Hey there. I have machine vision and image processing experience. Some relevant projects include vision-based tide and wave extrapolation, autonomous camera network calibration for 3D scene capturing, vision-based avionics, geolocation via skyline and horizon recognition, and cellular microscopy recognition in low signal to noise ratio images. It's been years, but I have the background.
What you're describing actually is possible using current techniques and equipment, but it won't work as you've described it. Let's go on a quick mental adventure.
There is no reason to build a wireframe; that's a human-ism, probably in line with what you'd see in a movie. A computer does not know or care about wire frames, and neither should you. Your goal is to automatically grade the quality of the swimmer's technique.
A computer cares about data and algorithms. Feed the computer a bunch of data, run it through an algorithm, and it gives you a result. The result could be a simple "yes" or "no," but it could also even be another algorithm altogether. Those results could be combined using another algorithm to get another result. And so on. Basically, the point is, computers are very good and taking in a bunch of data, then crunching it.
Now put yourself in that mentality. From that perspective, a camera is not a visual device; it's a two-dimensional data capture device. A video camera is a three dimensional data capture device (X, Y, and time). Now think about 1080p video at 30 frames per second for 10 seconds; that's over 600 million pixels of information, each of which has 6 dimensions (red, green, blue, X coordinate, y coordinate, time). Tons of data!
Alone, the data is meaningless. To teach the computer to "see" points of interest, we need to teach it to identify patterns in the data. Various algorithms are used to represent the same data in a different way. For example, I could describe a picture of a swimmer in a pool by listing out every single pixel, or I could say "dark blob inside of a light blue blob." Of course, the latter option makes us lose a ton of data, but it still conveys information. Information and data are not the same. There are literally thousands of features we could calculate for a single frame of video, ranging from "there is a lot of blue" to a statistical distribution of a histogram of gradients. By this point, we've gone from having an insurmountable amount of useless data to an insurmountable amount of potentially useful information. There's a big problem, though. If you asked the computer to tell you how the swimmer is doing by this stage, it would give you over a thousand random descriptions that, while all are true, you have no realistic way of knowing which ones actually matter.

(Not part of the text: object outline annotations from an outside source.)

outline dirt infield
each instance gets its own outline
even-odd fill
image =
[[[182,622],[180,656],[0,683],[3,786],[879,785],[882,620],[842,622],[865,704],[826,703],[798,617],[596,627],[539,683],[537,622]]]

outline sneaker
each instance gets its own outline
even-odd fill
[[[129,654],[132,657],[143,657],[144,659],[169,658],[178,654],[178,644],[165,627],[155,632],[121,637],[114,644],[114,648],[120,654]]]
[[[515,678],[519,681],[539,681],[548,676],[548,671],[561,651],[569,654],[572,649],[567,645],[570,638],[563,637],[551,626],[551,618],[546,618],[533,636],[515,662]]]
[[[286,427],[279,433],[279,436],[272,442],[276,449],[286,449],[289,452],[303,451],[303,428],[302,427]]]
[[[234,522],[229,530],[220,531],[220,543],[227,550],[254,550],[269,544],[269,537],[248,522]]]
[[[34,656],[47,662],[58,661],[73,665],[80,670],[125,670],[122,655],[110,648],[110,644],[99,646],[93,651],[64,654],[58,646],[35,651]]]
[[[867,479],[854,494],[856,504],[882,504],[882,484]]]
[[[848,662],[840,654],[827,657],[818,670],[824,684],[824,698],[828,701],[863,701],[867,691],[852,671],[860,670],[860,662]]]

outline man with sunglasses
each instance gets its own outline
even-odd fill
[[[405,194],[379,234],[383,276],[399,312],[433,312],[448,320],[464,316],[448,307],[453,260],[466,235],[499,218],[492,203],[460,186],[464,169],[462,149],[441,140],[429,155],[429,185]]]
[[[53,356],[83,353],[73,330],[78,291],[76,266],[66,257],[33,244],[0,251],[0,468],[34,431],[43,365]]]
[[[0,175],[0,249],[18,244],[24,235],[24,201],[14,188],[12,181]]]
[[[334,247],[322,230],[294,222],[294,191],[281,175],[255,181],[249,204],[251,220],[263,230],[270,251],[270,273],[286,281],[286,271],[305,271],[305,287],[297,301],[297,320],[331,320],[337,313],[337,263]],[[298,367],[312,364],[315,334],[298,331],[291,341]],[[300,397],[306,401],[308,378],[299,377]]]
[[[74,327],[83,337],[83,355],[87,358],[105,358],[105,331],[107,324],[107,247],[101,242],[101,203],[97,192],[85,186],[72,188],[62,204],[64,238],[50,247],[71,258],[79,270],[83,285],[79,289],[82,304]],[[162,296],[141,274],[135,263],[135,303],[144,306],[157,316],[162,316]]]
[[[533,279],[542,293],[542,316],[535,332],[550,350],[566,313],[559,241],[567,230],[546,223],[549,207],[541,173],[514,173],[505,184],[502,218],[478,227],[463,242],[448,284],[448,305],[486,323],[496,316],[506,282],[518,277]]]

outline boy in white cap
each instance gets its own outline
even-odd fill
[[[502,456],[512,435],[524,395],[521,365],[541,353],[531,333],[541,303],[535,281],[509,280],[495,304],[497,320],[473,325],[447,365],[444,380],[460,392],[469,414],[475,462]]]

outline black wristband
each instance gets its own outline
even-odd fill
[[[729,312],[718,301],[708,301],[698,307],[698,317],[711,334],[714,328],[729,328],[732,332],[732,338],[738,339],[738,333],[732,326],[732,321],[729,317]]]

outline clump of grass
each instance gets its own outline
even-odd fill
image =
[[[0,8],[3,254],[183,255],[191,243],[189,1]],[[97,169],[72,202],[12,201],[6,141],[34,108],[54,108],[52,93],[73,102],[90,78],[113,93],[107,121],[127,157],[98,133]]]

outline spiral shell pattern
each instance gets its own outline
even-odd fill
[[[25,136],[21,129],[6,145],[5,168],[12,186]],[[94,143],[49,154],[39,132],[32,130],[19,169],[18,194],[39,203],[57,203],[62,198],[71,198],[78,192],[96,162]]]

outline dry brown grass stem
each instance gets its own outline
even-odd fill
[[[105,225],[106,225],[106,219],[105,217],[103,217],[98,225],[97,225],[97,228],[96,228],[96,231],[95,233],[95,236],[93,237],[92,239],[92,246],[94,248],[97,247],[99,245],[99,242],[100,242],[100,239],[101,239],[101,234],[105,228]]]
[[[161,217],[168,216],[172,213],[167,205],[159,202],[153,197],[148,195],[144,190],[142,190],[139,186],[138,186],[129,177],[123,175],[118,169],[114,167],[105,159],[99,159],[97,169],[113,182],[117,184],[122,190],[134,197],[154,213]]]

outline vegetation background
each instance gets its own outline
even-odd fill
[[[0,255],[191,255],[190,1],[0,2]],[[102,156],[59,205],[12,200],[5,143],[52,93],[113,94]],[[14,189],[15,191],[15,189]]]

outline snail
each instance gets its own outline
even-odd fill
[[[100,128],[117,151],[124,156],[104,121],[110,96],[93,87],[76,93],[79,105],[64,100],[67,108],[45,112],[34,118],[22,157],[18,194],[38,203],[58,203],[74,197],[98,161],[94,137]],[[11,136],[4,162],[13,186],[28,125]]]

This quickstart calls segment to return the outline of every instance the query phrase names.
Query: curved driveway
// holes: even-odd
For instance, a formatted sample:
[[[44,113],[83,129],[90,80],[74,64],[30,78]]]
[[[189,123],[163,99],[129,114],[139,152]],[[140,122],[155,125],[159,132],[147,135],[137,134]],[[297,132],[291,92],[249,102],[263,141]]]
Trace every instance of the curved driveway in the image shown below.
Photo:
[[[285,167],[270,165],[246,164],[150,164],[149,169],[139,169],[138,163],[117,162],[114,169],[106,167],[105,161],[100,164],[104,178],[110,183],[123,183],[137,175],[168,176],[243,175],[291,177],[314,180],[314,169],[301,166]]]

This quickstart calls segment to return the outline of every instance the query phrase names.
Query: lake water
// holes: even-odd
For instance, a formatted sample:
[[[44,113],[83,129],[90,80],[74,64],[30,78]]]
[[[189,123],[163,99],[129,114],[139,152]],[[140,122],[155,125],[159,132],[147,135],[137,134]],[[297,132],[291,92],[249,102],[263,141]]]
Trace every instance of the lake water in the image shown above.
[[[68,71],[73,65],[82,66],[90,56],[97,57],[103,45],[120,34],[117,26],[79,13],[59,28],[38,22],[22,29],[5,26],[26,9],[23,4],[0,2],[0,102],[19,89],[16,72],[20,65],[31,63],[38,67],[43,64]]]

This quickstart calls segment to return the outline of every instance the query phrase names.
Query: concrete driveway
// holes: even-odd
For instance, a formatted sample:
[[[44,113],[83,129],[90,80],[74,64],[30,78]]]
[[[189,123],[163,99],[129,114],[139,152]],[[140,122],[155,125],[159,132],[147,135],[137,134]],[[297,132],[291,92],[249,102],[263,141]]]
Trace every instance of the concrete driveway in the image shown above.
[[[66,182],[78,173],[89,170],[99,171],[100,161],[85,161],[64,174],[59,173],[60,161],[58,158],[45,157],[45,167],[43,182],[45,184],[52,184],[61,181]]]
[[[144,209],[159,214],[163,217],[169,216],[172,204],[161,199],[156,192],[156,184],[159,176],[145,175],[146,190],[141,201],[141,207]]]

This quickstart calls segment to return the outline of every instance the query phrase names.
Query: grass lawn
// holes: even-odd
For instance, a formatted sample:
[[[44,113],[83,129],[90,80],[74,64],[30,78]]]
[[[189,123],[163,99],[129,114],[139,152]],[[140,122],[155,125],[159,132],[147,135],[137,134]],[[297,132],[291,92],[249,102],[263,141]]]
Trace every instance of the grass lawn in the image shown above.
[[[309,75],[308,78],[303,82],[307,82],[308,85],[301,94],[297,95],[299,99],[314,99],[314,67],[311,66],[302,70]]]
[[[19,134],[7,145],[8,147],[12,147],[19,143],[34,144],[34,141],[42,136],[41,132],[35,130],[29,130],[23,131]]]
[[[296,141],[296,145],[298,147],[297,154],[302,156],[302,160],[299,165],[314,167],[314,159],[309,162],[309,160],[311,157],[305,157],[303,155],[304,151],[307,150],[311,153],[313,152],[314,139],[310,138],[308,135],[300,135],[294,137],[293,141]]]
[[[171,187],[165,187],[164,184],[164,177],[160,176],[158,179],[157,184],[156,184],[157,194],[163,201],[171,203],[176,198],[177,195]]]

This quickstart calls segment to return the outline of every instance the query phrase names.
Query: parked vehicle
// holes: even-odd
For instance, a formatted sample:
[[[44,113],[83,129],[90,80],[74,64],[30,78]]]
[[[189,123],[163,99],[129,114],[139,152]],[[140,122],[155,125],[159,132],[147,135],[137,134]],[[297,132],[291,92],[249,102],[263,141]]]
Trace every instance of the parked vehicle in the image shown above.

Each piece of extracted information is called a feature. The collection of all features is called a feature vector. The dimensionality of the feature vector is literally just the number of features. What we need to do is shrink the thousands of dimensions down to just two or three. This process is a combination of three major areas: feature selection, dimensionality reduction, and modeling. The first one is dead simple: figure out which features you just want to blatantly ignore or remove. The last one is not so simple, but pretty straight forward: come up with a formula that takes in the features and gives you a quality of the swimmer's technique. But what about that ridiculously pompous sounding one in the middle?
Dimensionality reduction is the key to solving low SNR (signal to noise ratio, or "quality") machine vision problems. A swimmer that is moving in water that may be fully or partially submerged and may have all sorts of varying lighting conditions is definitely a low quality image. By contrast, you could say that scanning a text document is a high SNR image, since there are basically just two colors and no variance in lighting. So how does it work and how do we do it?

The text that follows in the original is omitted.